Thought distortions can play a big part in PTSD, anxiety disorders, and other behavioral health disorders. Specifically, thought distortions are irrational thoughts. These irrational thoughts can be mixed in with healthy thoughts and attitudes. Thought distortions have been characterized in the popular media as “stinking thinking” or “shoulds, the oughts, and musts”. Examples of these types of thoughts are; “I’m not worthy” or “I am responsible”. We humans are certainly responsible for some things. However, we often tend to take too much responsibility for too many things. This type of thought distortion is often common with firefighters, EMS, police, health care workers, and many other professions.
The way we accept responsibility is only one area in this type of thinking. Examples include; “I’m alone”, “a failure”, “I’m not good enough” or “I’m not in control.” There are numerous themes in this type of thinking. Some of these themes of thought distortions can be partially true. The perception of control is a good example. We in the public safety and health professions experience this lack of control regularly. People die needlessly in accidents, disasters, and medical and behavioral health incidents. We can’t control all aspects of life but we can control how we think about them. We often perceive these situations in all or none (black and white) terms when we are distressed. For example, some of our patients die while we are caring for them. We cannot control that aspect of the incident but we can learn from it. We can offer kindness to the survivors.
Brain science is beginning to examine why we engage in some of these thought distortions. All of our experiences and thoughts have neurological pathways in the brain and nervous system. The emotional structures of the brain can overwhelm the thinking parts of our brains. Secondly, the brain has a negative bias. This means we have an ancient reflex that alerts and protects us from danger. These two points mean that we are often limited by our brains and nervous systems when we perceive danger or have these kinds of experiences. Guilt and shame are common perceptions when witnessing danger in today‘s world. We often estimate these perceptions inaccurately. This is often the origin of most of our thought distortions. For example, I could think that “I’m not good enough” leading to “I am unlovable and will be alone”. These thought distortions can support anxious and depressive symptoms.
Many trauma disorders are fueled by thought distortions. Numerous examples in the public safety and medical professions can illustrate this point. For example, a case of a severely injured child can have a common effect on EMTs, paramedics, nurses, and physicians. The aspects that we cannot control are numerous. “We didn’t get there fast enough” or “the injury was too serious and couldn’t be fixed” are common factual thoughts. It is difficult for us humans to witness these lethal injuries to all people, especially children. However, we may assign self-blame or focus on how dangerous the word can be despite the obvious facts. We often personalize and focus on the thought distortions that assign blame. “I could have saved them if I were a better paramedic, nurse, etc”. This personalizing type of thinking can lead to catastrophic thinking such as “ I am a failure or I let this child die”. These thought distortions then get mixed into the facts that the world can be a dangerous place and suffering and accidents do exist. This particular combination of irrational thought processes and facts can support PTSD, and anxiety and negatively alter our mood.
You might be thinking about how this can be fixed as you read the previous example. The answer is that a person can do specific things when faced with this situation. First, you need to recognize the troubling thoughts. An inventory of all thoughts is essential before we identify the thought distortions. What part of these thoughts are the facts? Next, which of these thoughts should be evaluated for distortions in thought? We examine the evidence to determine how much of our distress is a fact or “all or nothing” thinking. In addition, we can talk to other colleagues in our previous example. It is possible to find colleagues who were not involved and have the ability to think rationally about your experience. It is also helpful to think in percentages of what is rational and what you suspect might be a thought distortion. Be suspicious of thoughts that are not 100% factual.

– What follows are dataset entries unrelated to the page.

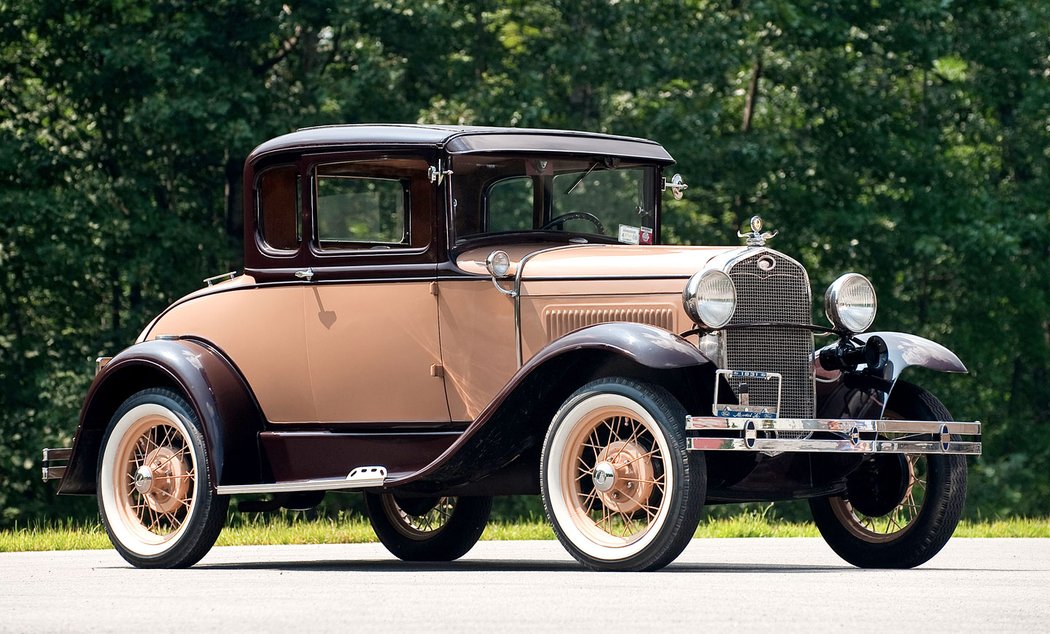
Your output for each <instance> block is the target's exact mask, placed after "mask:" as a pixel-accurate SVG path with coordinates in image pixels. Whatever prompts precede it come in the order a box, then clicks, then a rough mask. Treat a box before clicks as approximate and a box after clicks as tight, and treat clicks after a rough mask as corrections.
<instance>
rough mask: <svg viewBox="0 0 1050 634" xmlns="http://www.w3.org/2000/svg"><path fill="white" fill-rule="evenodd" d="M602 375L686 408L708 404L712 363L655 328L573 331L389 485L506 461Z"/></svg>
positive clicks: (517, 452)
mask: <svg viewBox="0 0 1050 634" xmlns="http://www.w3.org/2000/svg"><path fill="white" fill-rule="evenodd" d="M603 376H633V377H635V378H639V379H644V380H647V381H650V382H653V383H657V384H660V385H663V386H665V387H666V388H668V389H669V390H670V392H672V393H673V394H675V396H676V397H677V398H679V400H681V401H682V404H684V405H685V406H686V407H687V409H688V410H692V409H690V408H691V407H693V406H696V405H695V403H697V402H699V403H702V402H703V398H705V396H703V395H708V400H707V403H706V406H707V407H708V408H710V405H711V401H710V393H711V392H712V390H713V387H714V381H715V366H714V363H712V362H711V360H710V359H708V358H707V357H705V356H703V355H702V354H700V352H699V351H698V350H697V348H696V346H695V345H693V344H692V343H690V342H689V341H687V340H686V339H684V338H681V337H678V336H677V335H674V334H672V333H669V332H668V331H665V330H663V329H658V327H655V326H651V325H646V324H640V323H628V322H613V323H602V324H597V325H592V326H588V327H584V329H581V330H577V331H574V332H572V333H570V334H568V335H566V336H564V337H562V338H560V339H558V340H555V341H552V342H551V343H549V344H548V345H547V346H546V347H544V348H543V350H542V351H540V352H539V353H538V354H537V355H535V356H533V357H532V358H531V359H529V361H528V362H527V363H525V364H524V365H523V366H522V367H521V368H520V369H519V371H518V372H517V373H516V374H514V375H513V377H511V379H510V381H508V382H507V384H506V385H505V386H504V387H503V389H502V390H500V393H499V394H498V395H497V396H496V398H495V399H492V401H491V402H490V403H489V404H488V406H486V407H485V409H484V410H483V411H482V413H481V414H480V415H479V416H478V418H477V419H476V420H475V421H474V422H472V423H471V424H470V425H469V426H468V427H467V429H466V430H465V431H464V432H463V435H462V436H461V437H460V438H459V439H458V440H457V441H456V442H455V443H453V445H451V446H450V447H448V449H447V450H446V451H445V452H444V453H442V455H441V456H440V457H438V458H437V459H436V460H435V461H434V462H432V463H430V464H429V465H427V466H426V467H424V468H423V469H421V470H420V471H417V472H415V473H412V474H408V476H405V477H403V478H400V479H392V480H391V481H388V482H387V484H388V486H401V485H406V484H413V483H418V484H417V487H418V488H422V489H426V488H439V486H440V485H443V484H460V483H462V482H465V481H466V480H467V479H470V480H477V479H478V478H479V477H482V476H484V474H486V473H488V472H491V471H495V470H496V469H499V468H500V467H503V466H505V465H507V464H509V463H510V462H511V461H513V460H514V459H516V458H518V457H519V456H521V455H522V453H523V452H524V451H525V450H526V449H529V448H530V447H535V446H537V445H538V444H540V443H542V441H543V438H544V435H545V434H546V430H547V427H548V426H549V425H550V422H551V420H552V419H553V415H554V413H555V411H556V410H558V408H559V407H561V405H562V403H563V402H564V401H565V399H567V398H568V396H569V395H570V394H572V393H573V392H575V389H576V388H579V387H580V386H581V385H583V384H584V383H586V382H587V381H590V380H592V379H595V378H600V377H603ZM724 388H726V389H728V386H726V387H724ZM537 468H539V465H537Z"/></svg>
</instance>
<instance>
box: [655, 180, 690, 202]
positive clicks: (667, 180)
mask: <svg viewBox="0 0 1050 634" xmlns="http://www.w3.org/2000/svg"><path fill="white" fill-rule="evenodd" d="M669 189H670V190H671V195H672V196H674V199H675V200H680V199H681V197H682V196H684V195H686V190H687V189H689V186H688V185H686V182H685V181H682V179H681V174H675V175H673V176H671V179H670V181H668V179H667V178H664V187H663V188H660V191H667V190H669Z"/></svg>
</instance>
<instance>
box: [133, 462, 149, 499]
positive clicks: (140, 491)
mask: <svg viewBox="0 0 1050 634" xmlns="http://www.w3.org/2000/svg"><path fill="white" fill-rule="evenodd" d="M151 488H153V471H151V470H150V468H149V467H147V466H142V467H139V468H138V469H137V470H135V472H134V490H137V491H139V492H140V493H142V494H143V495H145V494H146V493H148V492H149V489H151Z"/></svg>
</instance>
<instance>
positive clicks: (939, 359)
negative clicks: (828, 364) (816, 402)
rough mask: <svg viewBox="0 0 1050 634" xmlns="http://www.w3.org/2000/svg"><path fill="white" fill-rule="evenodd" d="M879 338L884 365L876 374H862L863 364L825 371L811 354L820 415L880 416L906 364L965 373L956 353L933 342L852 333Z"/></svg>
mask: <svg viewBox="0 0 1050 634" xmlns="http://www.w3.org/2000/svg"><path fill="white" fill-rule="evenodd" d="M871 337H879V338H881V339H882V340H883V341H884V342H885V343H886V356H887V359H886V364H885V366H884V367H883V368H882V372H881V373H880V374H879V375H877V376H874V377H873V376H871V375H870V374H865V373H864V369H865V366H864V365H863V364H861V365H859V366H858V367H857V369H856V371H854V372H838V371H835V372H828V371H825V369H823V368H822V367H821V366H820V362H819V360H818V359H819V358H820V352H821V351H823V350H827V348H833V347H835V346H836V345H837V344H832V345H827V346H825V347H823V348H821V350H820V351H817V353H816V354H815V355H814V366H815V367H814V369H815V372H816V376H817V411H818V416H819V417H820V418H857V419H864V418H880V419H881V418H882V417H883V416H884V414H885V410H886V404H887V403H888V402H889V397H890V395H891V394H892V390H894V386H896V385H897V381H898V380H899V379H900V377H901V373H903V372H904V371H905V369H906V368H908V367H912V366H915V367H926V368H928V369H932V371H936V372H944V373H958V374H965V373H967V372H968V371H967V369H966V365H964V364H963V362H962V360H961V359H960V358H959V356H958V355H955V353H953V352H951V351H950V350H948V348H947V347H945V346H943V345H941V344H940V343H938V342H936V341H930V340H929V339H926V338H923V337H919V336H917V335H909V334H907V333H894V332H879V333H864V334H861V335H856V337H855V338H856V339H859V340H860V341H862V342H867V340H868V339H870V338H871Z"/></svg>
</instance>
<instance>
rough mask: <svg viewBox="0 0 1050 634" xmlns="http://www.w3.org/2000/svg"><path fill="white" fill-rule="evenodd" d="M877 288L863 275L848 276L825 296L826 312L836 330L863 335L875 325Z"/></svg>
mask: <svg viewBox="0 0 1050 634" xmlns="http://www.w3.org/2000/svg"><path fill="white" fill-rule="evenodd" d="M877 308H878V303H877V302H876V300H875V287H873V286H871V282H870V281H868V280H867V278H866V277H864V276H863V275H859V274H857V273H846V274H845V275H843V276H842V277H840V278H838V279H836V280H835V281H833V282H832V286H829V287H827V292H826V293H824V312H825V313H826V314H827V319H828V320H829V321H831V322H832V323H833V324H835V327H838V329H842V330H844V331H848V332H850V333H863V332H864V331H866V330H867V329H868V327H870V326H871V322H873V321H875V313H876V309H877Z"/></svg>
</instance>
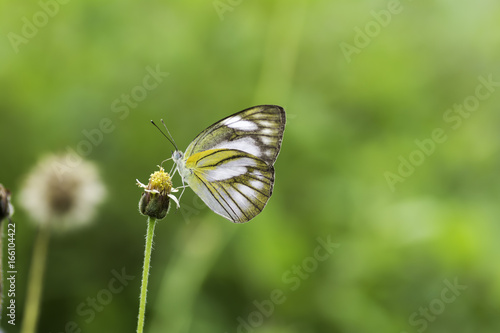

One should ultimately attempt to determine our ability to manage these irrational thoughts. Some of these irrational (distorted) thoughts can be better managed with a kitchen table discussion at the firehouse or a cup of coffee in the hospital break room. Finally, a person should look for a reoccurring pattern of experiencing these types of thoughts. You should consider making an appointment with a behavioral health clinician if these patterns are not being managed. Ultimately, it is critical for us to watch out for each other. Please be vigilant about observing members of your team for any type of distress.